Scènes d’enfants

Vient de paraître sur « De braises et d’ombre » :

Scènes d’enfants

« J’envie cet enfant qui se penche sur l’écriture du soleil, puis s’enfuit vers l’école, balayant de son coquelicot pensums et récompenses. »
René Char – « Fureur et mystère » (1948) –
partie « Feuillets d’Hypnos » (1943-1944)
Gallimard / Poésie – 1962

Petite fille dans une rue de Paris – photographe inconnu

20 novembre :
Journée Internationale de l’Enfance

Au fond, seuls les enfants savent parler de l’enfance. Voilà qui explique sans doute que personne mieux que le poète ou le musicien, qui jamais ne la quittent, ne sait l’évoquer avec autant de pertinence, et autant de beauté.

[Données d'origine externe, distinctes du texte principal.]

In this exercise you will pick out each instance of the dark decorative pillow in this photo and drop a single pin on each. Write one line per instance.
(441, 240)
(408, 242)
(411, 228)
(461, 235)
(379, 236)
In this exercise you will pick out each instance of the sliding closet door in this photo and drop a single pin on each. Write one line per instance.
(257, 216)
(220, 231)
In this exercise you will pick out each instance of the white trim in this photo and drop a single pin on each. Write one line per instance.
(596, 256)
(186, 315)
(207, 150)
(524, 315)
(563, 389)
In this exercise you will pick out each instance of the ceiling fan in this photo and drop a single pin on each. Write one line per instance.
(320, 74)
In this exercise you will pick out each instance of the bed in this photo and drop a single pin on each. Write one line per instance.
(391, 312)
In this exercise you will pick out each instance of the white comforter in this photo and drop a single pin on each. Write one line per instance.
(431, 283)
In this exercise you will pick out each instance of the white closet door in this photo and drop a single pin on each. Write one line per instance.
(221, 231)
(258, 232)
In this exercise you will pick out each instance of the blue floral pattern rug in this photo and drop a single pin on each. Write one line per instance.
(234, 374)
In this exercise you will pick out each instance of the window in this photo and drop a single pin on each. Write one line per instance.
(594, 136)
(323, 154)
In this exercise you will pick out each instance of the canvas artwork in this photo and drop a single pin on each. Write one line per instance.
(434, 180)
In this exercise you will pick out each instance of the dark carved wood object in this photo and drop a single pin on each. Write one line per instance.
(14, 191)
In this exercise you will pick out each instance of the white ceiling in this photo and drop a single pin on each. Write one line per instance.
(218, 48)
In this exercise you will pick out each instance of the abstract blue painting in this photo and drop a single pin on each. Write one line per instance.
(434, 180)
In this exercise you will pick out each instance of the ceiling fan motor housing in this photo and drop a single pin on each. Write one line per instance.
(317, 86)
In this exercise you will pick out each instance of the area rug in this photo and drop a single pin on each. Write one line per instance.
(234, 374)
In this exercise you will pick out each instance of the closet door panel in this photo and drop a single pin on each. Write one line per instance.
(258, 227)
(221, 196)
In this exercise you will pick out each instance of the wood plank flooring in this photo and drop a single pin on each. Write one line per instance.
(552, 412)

Ce n’est certes pas un hasard si c’est au plus « enfant » des compositeurs de la musique classique, Robert Schumann, que revient le mérite d’avoir écrit les plus émouvantes partitions sur le thème de l’enfance : « Kinderszenen » (Scènes d’enfants).

Écoutons les, comme un hymne délicat aux joies insouciantes de nos jeunesses perdues, interprétées en janvier 2018 à Barcelone par la grande Martha Argerich.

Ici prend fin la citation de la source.